The lengthy and laborious phrases of the main speaker at the dedication of the battlefield of Gettysburg, have been long forgotten. But the sincere, simple sayings an Illinois back-woodsman, scribbled on the back of an envelope in a train carriage, galvanized a people. His short and moving speech lives on as one of the great classics of literary history.

But the most significant and revolutionary words of all are the simple words of the simple gospel of Christ. The real power of these words has its source in the powerful God of this universe. In contrast with many words that have changed people and the course of history, these simple words are powerful because they contain and capture ultimate Truth.

The power entailed in these few simple words is an ultimate mystery to historian and philosopher alike. They are foolish to the pseudo-intellectual. They are illogical to the studied logician. They are unreasonable to the worldly prudent and wise. They are weak to the mighty and self-sufficient. After all, who were those simple folk who with a few simple words turned the Roman world upside down? How could a simple Galilean speak words that would change the calenders, coins and conditions of civilizations?

But much more than this, how could such life-changing simple words, also change the eternal souls and destiny of men? But to those the world sees as foolish these simple words are words of wisdom. To the dying, they are words of life. To those who will admit their weaknesses and insecurities, they are words of safety and security. To the lost, they are the power of God unto salvation!

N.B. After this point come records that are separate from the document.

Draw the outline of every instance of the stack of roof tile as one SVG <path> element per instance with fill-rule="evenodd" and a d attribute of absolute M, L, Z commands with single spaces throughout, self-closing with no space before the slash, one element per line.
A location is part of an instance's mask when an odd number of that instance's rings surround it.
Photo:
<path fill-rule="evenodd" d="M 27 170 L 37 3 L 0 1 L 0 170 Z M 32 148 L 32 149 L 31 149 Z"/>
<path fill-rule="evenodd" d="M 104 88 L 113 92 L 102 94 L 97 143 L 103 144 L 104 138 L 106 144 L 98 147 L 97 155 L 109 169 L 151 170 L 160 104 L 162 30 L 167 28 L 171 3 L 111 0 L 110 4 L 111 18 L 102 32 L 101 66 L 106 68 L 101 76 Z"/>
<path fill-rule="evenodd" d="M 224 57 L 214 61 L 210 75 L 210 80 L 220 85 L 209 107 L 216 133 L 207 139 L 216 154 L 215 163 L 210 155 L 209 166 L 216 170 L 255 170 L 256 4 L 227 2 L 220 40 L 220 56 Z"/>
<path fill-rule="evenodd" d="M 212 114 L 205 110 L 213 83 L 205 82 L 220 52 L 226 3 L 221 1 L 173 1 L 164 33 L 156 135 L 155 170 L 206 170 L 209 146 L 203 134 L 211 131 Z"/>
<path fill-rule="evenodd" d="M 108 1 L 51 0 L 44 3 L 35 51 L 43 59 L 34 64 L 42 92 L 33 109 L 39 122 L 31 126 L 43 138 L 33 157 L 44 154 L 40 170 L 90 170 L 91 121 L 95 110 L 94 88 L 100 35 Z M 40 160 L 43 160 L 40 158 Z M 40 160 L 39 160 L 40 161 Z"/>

In the world of sin and darkness in which man dwells today, the power that resides in these few simple words is so desperately needed. We who have been saved by the grace of God know very well the sin shattering power of those few simple words. We have heard the good news of the powerful gospel of Christ, "For I am not ashamed of the gospel of Christ: for it is the power of God unto salvation to every one that believeth; to the Jew first, and also to the Greek." (Ro. 1:16)

The simple words of the gospel have more power than all the dynamos in the universe.

The infinite and awesome power of those words that will cut a man off forever from the terrible power and wages of sin and powerfully place him in the position of an eternally beloved child of God who is accepted in the beloved, is beyond the understanding and grasp of the finite mind of man. " For the word of God [is] quick, and powerful, and sharper than any two-edged sword, piercing even to the dividing asunder of soul and spirit, and of the joints and marrow, and [is] a discerner of the thoughts and intents of the heart." (Heb. 4:12)

Paul tells us that faith comes by hearing and hearing by the Word of God. He also asserts that the simple words of the gospel most be received and believed in the very heart of man before they will work the powerful work of eternal redemption and salvation. Who could put it in words that are simpler or more powerful than these few words, "That if thou shalt confess with thy mouth the Lord Jesus, and shalt believe in thine heart that God hath raised him from the dead, thou shalt be saved. . . . For whosoever shall call upon the name of the Lord shall be saved." (Ro. 10:9, 13)

These are the words that have the power to ENLIGHTEN AND ENLIVEN the lost sinner. The light of the glorious gospel shining into the heart of a lost sinner can make him eternally dead to trespasses and sins and forever alive unto God! These are the words of reconcilliation the Lord has entrusted to us as His ambassadors on planet earth.